Ante esta dinámica aparentemente inflexible se alza la voz del Papa Francisco quien en su Encíclica Fratelli Tutti enaltece como pocas veces la radical trascendencia de la solidaridad, como principio de la sociedad que nos aleja del vacío y la nada existenciales: “Si no logramos recuperar la pasión compartida por una comunidad de pertenencia y de solidaridad, a la cual destinar tiempo, esfuerzo y bienes, la ilusión global que nos engaña se caerá ruinosamente y dejará a muchos a merced de la náusea y el vacío”.
Ningún intento de curar nuestra mala conciencia será suficiente ante la pobreza y la desigualdad crecientes. Eso sí, al crear grandes cartas de derechos, creemos que los problemas que el Estado ya no puede atender quedarán automáticamente resueltos.
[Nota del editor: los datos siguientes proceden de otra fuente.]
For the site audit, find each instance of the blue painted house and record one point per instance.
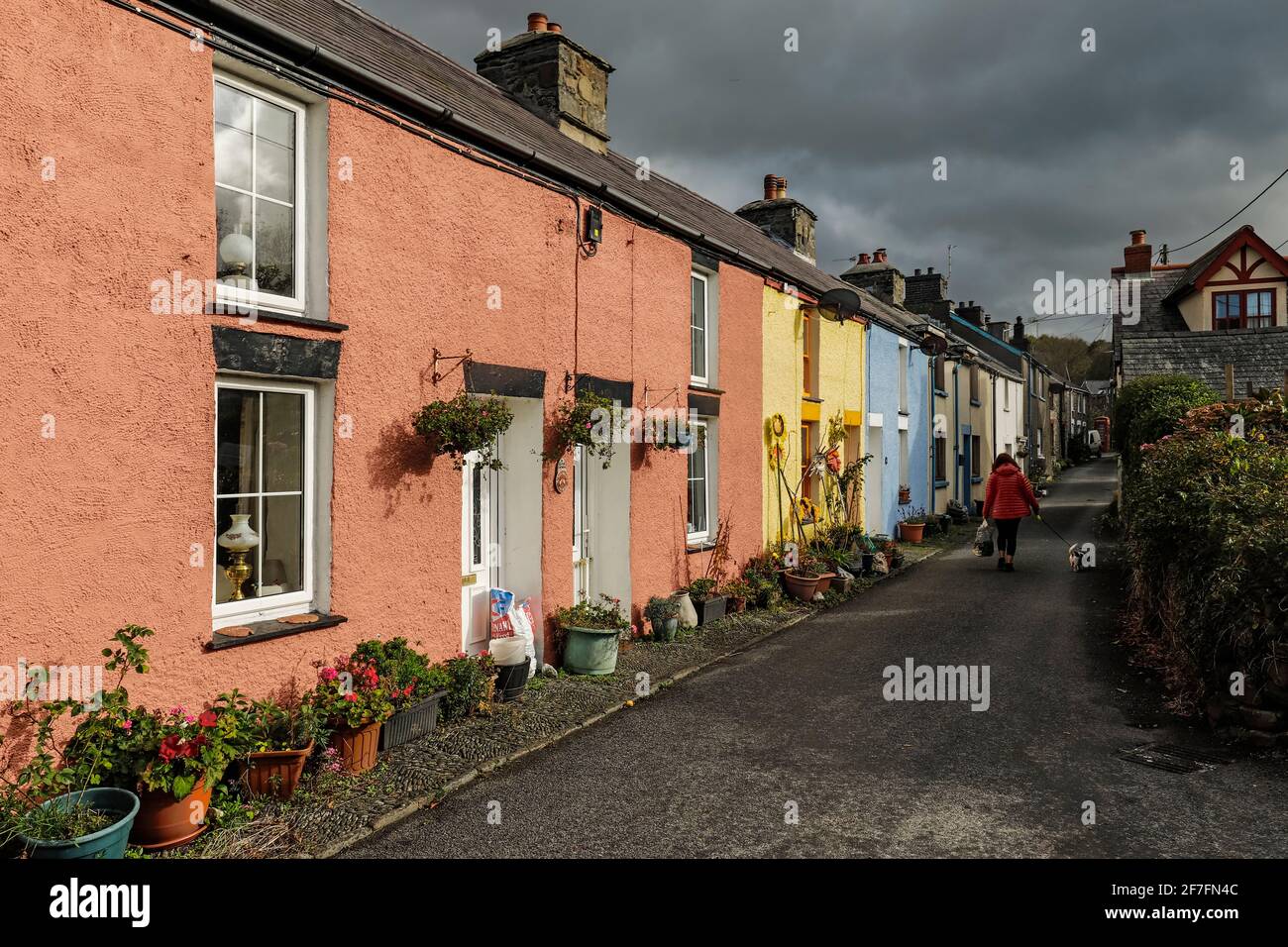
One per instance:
(897, 429)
Además, ante la impotencia de la institución estatal surge un nuevo paradigma de gobernanza que se ofrece como la alternativa técnica a un mundo cada vez más dolido, alternativa aséptica y distante mientras no tome en cuenta, con seriedad y urgencia, la realidad de la escalada de dolor que hoy pone en evidencia a un mundo dramáticamente enfermo.
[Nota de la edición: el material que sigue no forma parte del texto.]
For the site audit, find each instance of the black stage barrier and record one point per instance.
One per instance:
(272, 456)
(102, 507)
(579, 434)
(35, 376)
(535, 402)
En perspectiva, cualquier conceptualización sofisticada o el otorgamiento de más derechos difusos pretende mantener una lógica social basada en la expoliación y el engaño: ningún intento de curar nuestra mala conciencia es suficiente ante la pobreza y la desigualdad crecientes. Tratamos de minimizar nuestras culpas con eufemismos vanos, leyes inaplicables y traduciendo necesidades en derechos. Eso sí, al otorgar derechos creemos que los problemas que el Estado ya no puede atender quedarán automáticamente resueltos por decreto.
La realidad del dolor humano cuya presencia es cada vez más unánime urge a una revolución pacífica, a un cambio de conciencias para alumbrar una nueva mentalidad que apueste por un cambio decidido de estructuras. Ante la indignación creciente, ya no son suficientes decisiones tibias o promesas de paraísos futuros, se debe actuar con sentido de urgencia porque ante el dolor que se puede y debe evitar, es necesaria una respuesta enérgica. Como afirma el Papa Francisco: “No es una opción posible vivir indiferentes ante el dolor, no podemos dejar que nadie quede “a un costado de la vida”. Esto nos debe indignar, hasta hacernos bajar de nuestra serenidad para alterarnos por el sufrimiento humano. Eso es dignidad”.